The US SEC is investigating crypto firm Circle over USDC product
Stablecoin issuer, Circle, has revealed that it is being investigated by the SEC.
The United States Securities and Exchange Commission is investigating crypto payments company Circle. This was revealed by the crypto firm via a regulatory filing that it received an “investigative subpoena” from the enforcement division of the SEC in July.
Circle under SEC radar since July
In the July subpoena, Circle had stated its plans to go public through a special-purpose acquisition vehicle, commonly known as SPAC. It continued that the SEC was requesting for “documents and information regarding certain of our holdings, customer programs, and operations,” while also disclosing that “we are cooperating fully with their investigation.”

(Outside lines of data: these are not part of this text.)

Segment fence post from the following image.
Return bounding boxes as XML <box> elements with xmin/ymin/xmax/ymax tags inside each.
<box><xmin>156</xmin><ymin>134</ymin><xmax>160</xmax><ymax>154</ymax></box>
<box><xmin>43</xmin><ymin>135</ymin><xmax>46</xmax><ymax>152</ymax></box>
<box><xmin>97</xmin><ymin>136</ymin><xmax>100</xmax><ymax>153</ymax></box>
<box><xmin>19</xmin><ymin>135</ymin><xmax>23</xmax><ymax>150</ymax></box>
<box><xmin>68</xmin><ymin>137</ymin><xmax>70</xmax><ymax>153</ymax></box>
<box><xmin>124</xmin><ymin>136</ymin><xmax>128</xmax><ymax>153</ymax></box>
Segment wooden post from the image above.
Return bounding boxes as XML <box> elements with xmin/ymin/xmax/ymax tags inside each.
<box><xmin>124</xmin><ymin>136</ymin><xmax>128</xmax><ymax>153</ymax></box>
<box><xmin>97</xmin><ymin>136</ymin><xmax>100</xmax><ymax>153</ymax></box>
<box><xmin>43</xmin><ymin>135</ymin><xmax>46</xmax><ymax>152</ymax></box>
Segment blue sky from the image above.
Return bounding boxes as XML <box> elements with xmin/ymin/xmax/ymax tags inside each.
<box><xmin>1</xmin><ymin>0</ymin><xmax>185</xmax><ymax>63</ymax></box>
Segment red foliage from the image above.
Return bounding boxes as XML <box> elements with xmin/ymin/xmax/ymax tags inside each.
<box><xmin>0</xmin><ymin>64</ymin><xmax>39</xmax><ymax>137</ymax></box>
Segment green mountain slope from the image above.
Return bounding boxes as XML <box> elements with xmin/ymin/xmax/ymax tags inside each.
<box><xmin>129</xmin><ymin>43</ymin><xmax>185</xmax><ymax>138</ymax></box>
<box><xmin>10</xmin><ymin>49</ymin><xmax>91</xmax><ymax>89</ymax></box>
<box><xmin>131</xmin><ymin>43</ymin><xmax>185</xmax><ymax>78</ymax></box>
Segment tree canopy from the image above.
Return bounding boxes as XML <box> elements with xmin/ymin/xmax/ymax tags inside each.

A new regulatory filing by Circle on October 4 shows that the investigation is still underway as its filings carry the same language. While the first announcement had gone largely unnoticed, the new revelation shows the length the financial regulator would go to regulate the “unregulated” crypto space.
The investigations might not be unconnected from the press statement issued around that time which showed that Circle was planning to offer a yield program for institutional investors domiciled in the US and Switzerland. This yield program is way higher than what Coinbase was offering which also drew the angst of the regulator.

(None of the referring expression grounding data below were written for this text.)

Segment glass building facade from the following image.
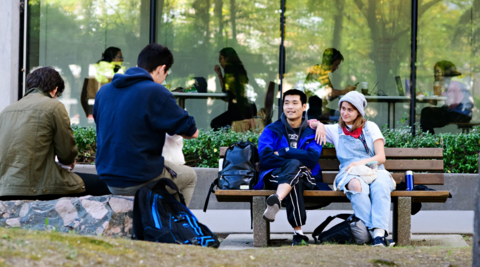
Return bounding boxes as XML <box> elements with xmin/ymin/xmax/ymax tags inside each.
<box><xmin>24</xmin><ymin>0</ymin><xmax>480</xmax><ymax>134</ymax></box>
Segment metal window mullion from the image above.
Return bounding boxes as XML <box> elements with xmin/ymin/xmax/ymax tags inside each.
<box><xmin>278</xmin><ymin>0</ymin><xmax>286</xmax><ymax>119</ymax></box>
<box><xmin>409</xmin><ymin>0</ymin><xmax>418</xmax><ymax>136</ymax></box>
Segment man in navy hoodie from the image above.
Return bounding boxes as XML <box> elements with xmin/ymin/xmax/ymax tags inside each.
<box><xmin>93</xmin><ymin>44</ymin><xmax>199</xmax><ymax>206</ymax></box>
<box><xmin>258</xmin><ymin>89</ymin><xmax>331</xmax><ymax>246</ymax></box>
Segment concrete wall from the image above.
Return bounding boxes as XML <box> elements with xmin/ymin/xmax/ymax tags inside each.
<box><xmin>0</xmin><ymin>0</ymin><xmax>20</xmax><ymax>112</ymax></box>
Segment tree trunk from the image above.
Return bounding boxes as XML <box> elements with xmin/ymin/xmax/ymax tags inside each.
<box><xmin>230</xmin><ymin>0</ymin><xmax>237</xmax><ymax>44</ymax></box>
<box><xmin>215</xmin><ymin>0</ymin><xmax>224</xmax><ymax>46</ymax></box>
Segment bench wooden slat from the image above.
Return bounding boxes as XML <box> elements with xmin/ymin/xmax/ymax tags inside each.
<box><xmin>221</xmin><ymin>147</ymin><xmax>444</xmax><ymax>159</ymax></box>
<box><xmin>319</xmin><ymin>160</ymin><xmax>444</xmax><ymax>171</ymax></box>
<box><xmin>321</xmin><ymin>148</ymin><xmax>443</xmax><ymax>159</ymax></box>
<box><xmin>215</xmin><ymin>190</ymin><xmax>450</xmax><ymax>203</ymax></box>
<box><xmin>321</xmin><ymin>173</ymin><xmax>444</xmax><ymax>185</ymax></box>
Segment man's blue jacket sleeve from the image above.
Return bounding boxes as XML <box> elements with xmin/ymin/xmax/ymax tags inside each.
<box><xmin>277</xmin><ymin>141</ymin><xmax>322</xmax><ymax>169</ymax></box>
<box><xmin>258</xmin><ymin>128</ymin><xmax>288</xmax><ymax>170</ymax></box>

Circle had revealed that the reserve of its stablecoin, USDC, was held mostly in cash and cash equivalents while the remainder was being held in commercial paper accounts, treasuries, and bonds.
Interestingly, the crypto firm had agreed to pay the commission $10 million earlier in the year over its role as an unregistered crypto exchange for Poloniex.

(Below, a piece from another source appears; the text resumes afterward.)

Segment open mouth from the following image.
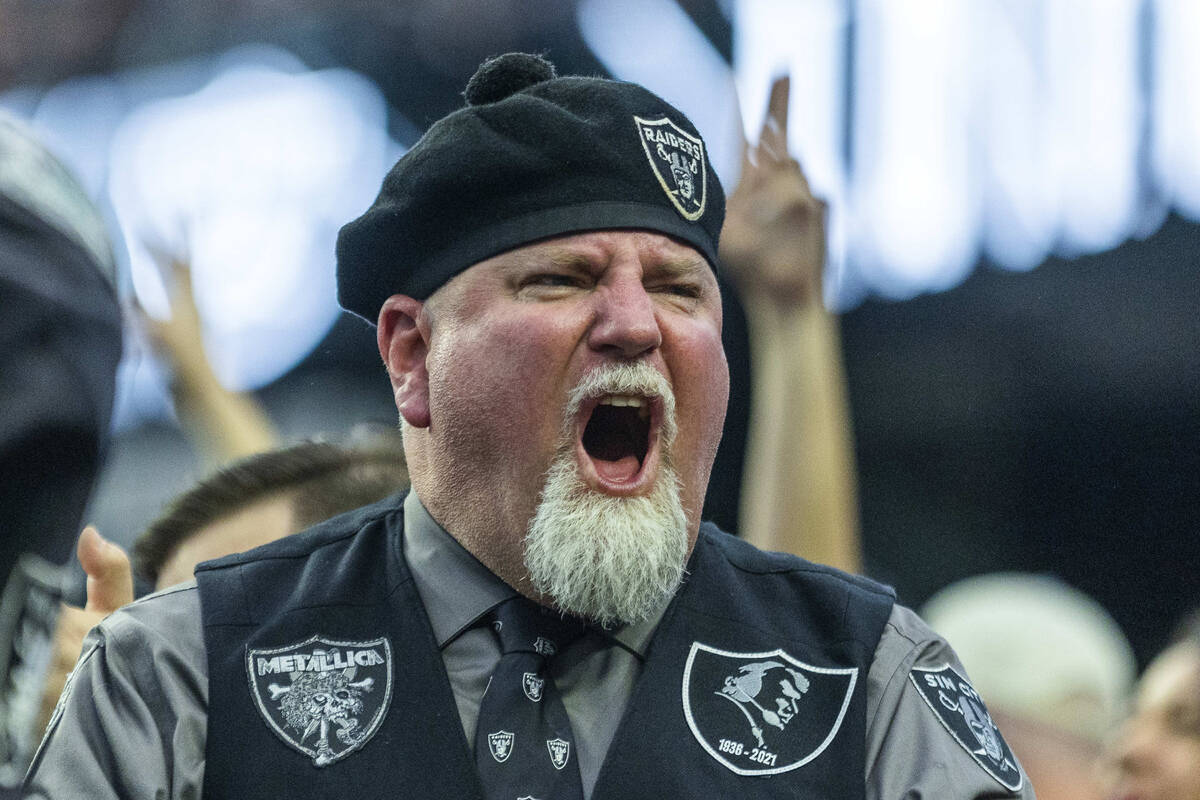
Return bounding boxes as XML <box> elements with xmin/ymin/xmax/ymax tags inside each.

Gary Gensler’s SEC on the crypto tail
The SEC under Gary Gensler has repeatedly revealed its intention to regulate the crypto space. The commission’s chairman in one of his recent interviews urged crypto exchanges to register with the regulator.
Recent happenings and revelations, however, point to how the SEC has been approaching the crypto industry as it seeks to bring them under a “public policy framework.”